Lt. Cmdr. Pete Santos is greeted by sons Noah, left, and Jack along with his wife, Kristina Santos, after returning to Naval Air Station Oceana on Tuesday, July 13, 2021. (Jonathon Gruenke, The Daily Press/TNS)

VIRGINIA BEACH, Va. (Tribune News Service) — Naval Air Station Oceana hopes to stretch its funds by finding partners to take over some jobs and by leasing some of its unused land.

Capt. John Hewitt, the base commanding officer, will sign an agreement with the city of Virginia Beach next week to launch the effort.

Called Future Base Design, one element of the program calls for finding new ways to provide “non-core” base services, ranging from the golf course to recreation services to barracks housing. How exactly that would look is still to be determined, Hewitt said.

The other thrust of the program focuses on some 350 to 400 acres of land.

Some, like the farm fields along the east side of Oceana Boulevard or the site of former housing on Harper Road, is outside the base’s security fence line. Some, including the prime parcel that housed the stables shuttered last year, is within the fence line.

Hewitt said the aim is for lessors to provide in-kind services such as road repairs or mowing or other basic maintenance services equivalent to the fair market rent of the land instead of paying cash. Cash has to be split 50-50 with the U.S. Treasury, while the in-kind services would be performed on the base.

He said a consultant has estimated the value of those in-kind services could reach $2.5 million to $3 million in the near future.
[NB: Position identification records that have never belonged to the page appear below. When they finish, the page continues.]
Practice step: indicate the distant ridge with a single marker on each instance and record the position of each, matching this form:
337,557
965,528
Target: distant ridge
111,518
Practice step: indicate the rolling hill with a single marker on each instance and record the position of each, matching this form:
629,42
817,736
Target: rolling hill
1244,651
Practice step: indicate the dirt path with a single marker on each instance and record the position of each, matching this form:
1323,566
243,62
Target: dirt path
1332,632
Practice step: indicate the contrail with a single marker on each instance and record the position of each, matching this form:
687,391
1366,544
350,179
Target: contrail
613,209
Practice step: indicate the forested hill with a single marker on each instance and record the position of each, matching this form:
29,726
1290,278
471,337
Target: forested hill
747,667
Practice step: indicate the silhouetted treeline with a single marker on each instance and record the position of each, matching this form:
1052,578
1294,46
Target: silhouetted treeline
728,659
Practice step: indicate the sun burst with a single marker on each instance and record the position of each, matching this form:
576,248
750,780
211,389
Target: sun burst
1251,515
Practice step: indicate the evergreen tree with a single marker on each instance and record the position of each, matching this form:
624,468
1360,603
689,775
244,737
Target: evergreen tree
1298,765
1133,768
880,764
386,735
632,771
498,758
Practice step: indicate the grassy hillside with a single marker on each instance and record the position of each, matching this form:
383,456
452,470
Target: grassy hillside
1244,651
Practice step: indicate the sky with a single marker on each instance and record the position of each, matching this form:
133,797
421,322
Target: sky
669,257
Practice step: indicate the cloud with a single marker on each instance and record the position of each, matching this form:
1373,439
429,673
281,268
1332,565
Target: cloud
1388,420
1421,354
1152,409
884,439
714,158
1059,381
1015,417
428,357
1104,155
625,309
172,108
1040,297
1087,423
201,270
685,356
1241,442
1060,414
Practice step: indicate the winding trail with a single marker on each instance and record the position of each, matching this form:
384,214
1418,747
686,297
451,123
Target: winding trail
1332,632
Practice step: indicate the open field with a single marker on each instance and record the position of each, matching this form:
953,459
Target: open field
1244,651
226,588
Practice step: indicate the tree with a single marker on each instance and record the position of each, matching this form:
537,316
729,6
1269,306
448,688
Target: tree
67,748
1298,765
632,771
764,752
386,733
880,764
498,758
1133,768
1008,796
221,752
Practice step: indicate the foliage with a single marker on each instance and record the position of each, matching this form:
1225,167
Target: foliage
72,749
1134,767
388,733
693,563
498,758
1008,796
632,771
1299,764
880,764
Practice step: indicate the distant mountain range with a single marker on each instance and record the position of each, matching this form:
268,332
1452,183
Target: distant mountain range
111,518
That would represent a big addition to the base’s current $9.6 million operating budget for maintenance, making it easier to step up the pace of needed work on hangars — a core service for the base’s military mission, he said.

Hewitt said any development would comply with constraints Virginia Beach has long imposed on the neighborhoods around Oceana, in response to worries that development put the base at risk during the Base Realignment and Closure round in the early 2000s.

“I can assure you that Oceana is here to stay,” Hewitt said.